Don’t think that way.
Remember God loves you. He LOVES you! God the Son literally died for you, and you need to have confidence and trust in Him. He knows what is best for you and all you need is to seek to do what He wants.
From the ages of about 18 to 22 I was constantly obsessed with/anxious about my future spouse. Like all of the time. When I was dating someone I wanted things to work out fast because I was desperate for the security of knowing I had met my spouse.
From 22 to 23 I just let go and let God. Of course I still was praying a ton for Ethan, and I also joined Catholic Match again which finally connected us, but during this time I was the most calm, trusting, and relaxed about finding my husband that I had ever been. I made daily Mass a priority, was involved in my parish choir, taking dance lessons, going out with friends, hiking and biking, discovering my love of real food, and working hard at my office job. I was so happy and fulfilled because I was so centered living in the moment and time God had for me… and He brought me Ethan.

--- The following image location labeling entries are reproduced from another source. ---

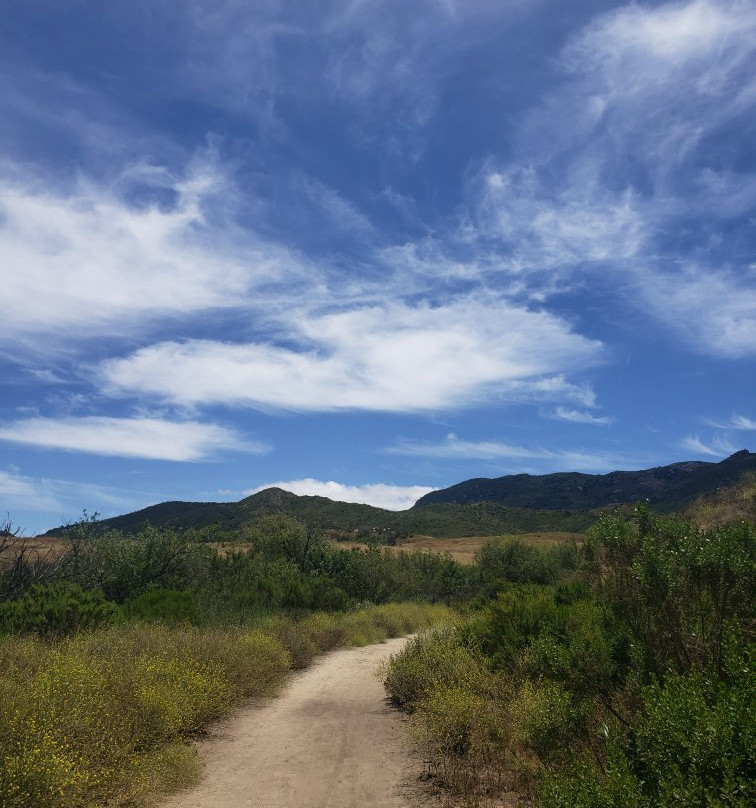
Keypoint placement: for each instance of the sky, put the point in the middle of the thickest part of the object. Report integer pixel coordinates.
(366, 249)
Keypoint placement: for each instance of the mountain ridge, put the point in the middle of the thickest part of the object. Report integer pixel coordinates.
(665, 487)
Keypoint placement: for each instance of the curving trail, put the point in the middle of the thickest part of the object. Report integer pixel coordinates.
(330, 740)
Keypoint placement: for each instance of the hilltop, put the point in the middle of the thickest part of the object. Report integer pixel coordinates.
(519, 503)
(351, 520)
(666, 488)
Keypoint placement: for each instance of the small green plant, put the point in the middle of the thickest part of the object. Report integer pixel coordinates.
(56, 609)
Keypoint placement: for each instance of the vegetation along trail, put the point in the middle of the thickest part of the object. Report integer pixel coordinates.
(329, 741)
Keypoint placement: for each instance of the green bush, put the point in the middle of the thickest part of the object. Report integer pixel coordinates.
(56, 609)
(431, 660)
(171, 606)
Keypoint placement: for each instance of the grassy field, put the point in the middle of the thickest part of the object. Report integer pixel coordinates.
(463, 549)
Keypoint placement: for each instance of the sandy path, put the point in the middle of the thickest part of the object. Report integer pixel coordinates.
(329, 741)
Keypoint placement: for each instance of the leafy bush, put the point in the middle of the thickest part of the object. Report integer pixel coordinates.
(171, 606)
(431, 660)
(56, 609)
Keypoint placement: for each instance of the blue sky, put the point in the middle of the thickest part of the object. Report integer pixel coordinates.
(365, 249)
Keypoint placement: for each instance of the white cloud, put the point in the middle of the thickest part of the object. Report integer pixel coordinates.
(60, 501)
(454, 448)
(87, 261)
(580, 416)
(736, 422)
(719, 446)
(19, 492)
(149, 438)
(629, 140)
(672, 34)
(714, 310)
(393, 357)
(380, 495)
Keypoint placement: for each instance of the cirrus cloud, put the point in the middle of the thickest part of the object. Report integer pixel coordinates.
(380, 495)
(383, 358)
(149, 438)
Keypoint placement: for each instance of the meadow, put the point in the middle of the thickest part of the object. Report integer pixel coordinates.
(611, 668)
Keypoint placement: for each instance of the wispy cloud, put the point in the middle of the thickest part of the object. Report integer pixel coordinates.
(380, 495)
(493, 450)
(735, 422)
(600, 181)
(149, 438)
(717, 446)
(390, 358)
(99, 260)
(579, 416)
(54, 501)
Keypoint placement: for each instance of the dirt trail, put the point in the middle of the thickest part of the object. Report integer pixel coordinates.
(329, 741)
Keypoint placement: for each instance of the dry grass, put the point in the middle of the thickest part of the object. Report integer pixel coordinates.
(463, 549)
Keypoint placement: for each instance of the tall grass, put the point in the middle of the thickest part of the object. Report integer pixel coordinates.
(103, 717)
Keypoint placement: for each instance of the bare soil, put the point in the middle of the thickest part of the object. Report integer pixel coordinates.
(330, 740)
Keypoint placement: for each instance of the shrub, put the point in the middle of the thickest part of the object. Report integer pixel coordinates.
(170, 606)
(57, 609)
(431, 660)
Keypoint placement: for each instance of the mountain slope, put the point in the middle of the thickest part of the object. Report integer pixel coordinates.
(665, 487)
(482, 507)
(346, 518)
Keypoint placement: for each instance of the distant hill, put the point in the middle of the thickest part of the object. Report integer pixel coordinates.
(666, 488)
(351, 519)
(518, 503)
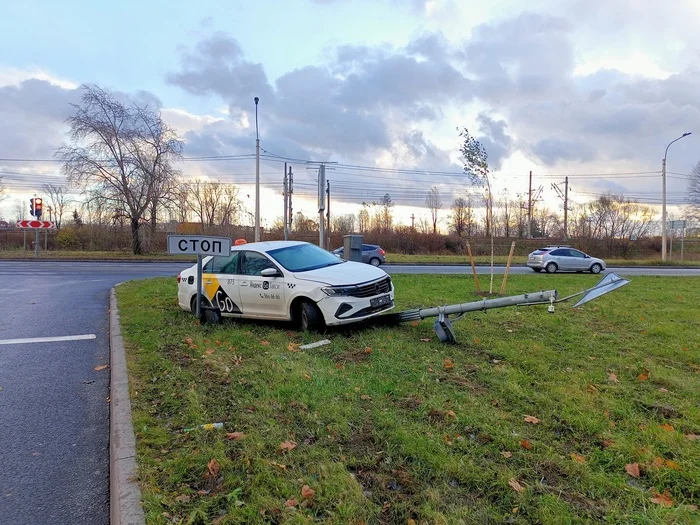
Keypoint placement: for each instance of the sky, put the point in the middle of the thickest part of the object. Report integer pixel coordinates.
(593, 90)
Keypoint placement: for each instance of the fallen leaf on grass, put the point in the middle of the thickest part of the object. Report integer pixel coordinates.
(577, 458)
(517, 487)
(214, 468)
(632, 469)
(286, 446)
(662, 499)
(672, 465)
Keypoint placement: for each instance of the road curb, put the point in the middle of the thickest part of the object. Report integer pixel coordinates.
(124, 491)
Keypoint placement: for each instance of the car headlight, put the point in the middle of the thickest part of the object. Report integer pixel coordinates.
(339, 291)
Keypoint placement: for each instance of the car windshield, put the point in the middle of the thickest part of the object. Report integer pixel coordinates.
(304, 257)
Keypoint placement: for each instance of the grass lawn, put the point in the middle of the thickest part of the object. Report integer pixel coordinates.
(530, 418)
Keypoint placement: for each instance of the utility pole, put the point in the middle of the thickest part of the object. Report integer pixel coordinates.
(286, 203)
(321, 203)
(328, 212)
(529, 208)
(565, 197)
(290, 191)
(257, 174)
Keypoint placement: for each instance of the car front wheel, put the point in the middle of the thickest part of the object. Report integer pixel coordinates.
(310, 317)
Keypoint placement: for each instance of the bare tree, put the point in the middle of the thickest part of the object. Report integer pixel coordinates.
(58, 198)
(459, 216)
(125, 152)
(363, 219)
(693, 208)
(477, 168)
(434, 204)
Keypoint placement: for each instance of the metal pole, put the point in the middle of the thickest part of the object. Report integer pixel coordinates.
(529, 209)
(663, 208)
(663, 197)
(566, 207)
(199, 284)
(505, 274)
(682, 239)
(471, 260)
(257, 175)
(328, 212)
(286, 200)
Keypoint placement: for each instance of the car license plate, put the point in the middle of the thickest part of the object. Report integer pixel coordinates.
(380, 301)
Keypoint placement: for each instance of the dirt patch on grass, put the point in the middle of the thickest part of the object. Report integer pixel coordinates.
(408, 403)
(356, 355)
(463, 382)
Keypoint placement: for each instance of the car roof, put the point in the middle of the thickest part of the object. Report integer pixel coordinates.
(266, 246)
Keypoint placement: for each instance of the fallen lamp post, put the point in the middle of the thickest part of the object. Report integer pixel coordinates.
(443, 324)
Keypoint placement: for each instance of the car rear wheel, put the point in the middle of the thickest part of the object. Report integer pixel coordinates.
(309, 316)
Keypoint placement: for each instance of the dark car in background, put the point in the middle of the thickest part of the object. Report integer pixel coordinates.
(565, 259)
(371, 254)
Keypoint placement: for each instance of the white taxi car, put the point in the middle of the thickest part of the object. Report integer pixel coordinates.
(288, 280)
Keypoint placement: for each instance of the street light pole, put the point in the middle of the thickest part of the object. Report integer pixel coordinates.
(257, 174)
(663, 197)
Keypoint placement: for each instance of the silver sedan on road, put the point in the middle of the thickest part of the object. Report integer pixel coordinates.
(564, 258)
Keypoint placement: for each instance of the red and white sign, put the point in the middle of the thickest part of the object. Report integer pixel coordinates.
(50, 225)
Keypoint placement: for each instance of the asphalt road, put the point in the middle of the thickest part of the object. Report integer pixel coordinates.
(54, 409)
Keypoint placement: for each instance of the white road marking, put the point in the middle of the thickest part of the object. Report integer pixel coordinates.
(47, 339)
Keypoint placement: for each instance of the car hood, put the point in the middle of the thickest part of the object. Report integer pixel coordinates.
(347, 273)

Sometimes I think we play this mind game that if we’re not worrying and obsessing about something it won’t happen. But God will work things out, so try trusting Him and enjoying where He has you.
As hard is it is… try to relax. Take a deep breath. I know you’re thinking that it’s easy for me to say that since I’ve found my spouse, but I was where you are not too long ago. I know that anxiety, but I also know it does no good to feed it with worrying. I was so much happier once I let go as much as I could and tried to enjoy where God had me.
And remember: This isn’t just about you. Maybe you are ready for your future spouse but they aren’t ready for you! I know there was a time I was so particularly frustrated that I hadn’t met my husband and I know now that Ethan was in a very serious relationship at the time. Even if I was ready for marriage then, he was totally unavailable.
God’s timing is perfect, even if in the moment we can’t understand why.
______________
I hope this can bring you some encouragement and purpose if you are single right now.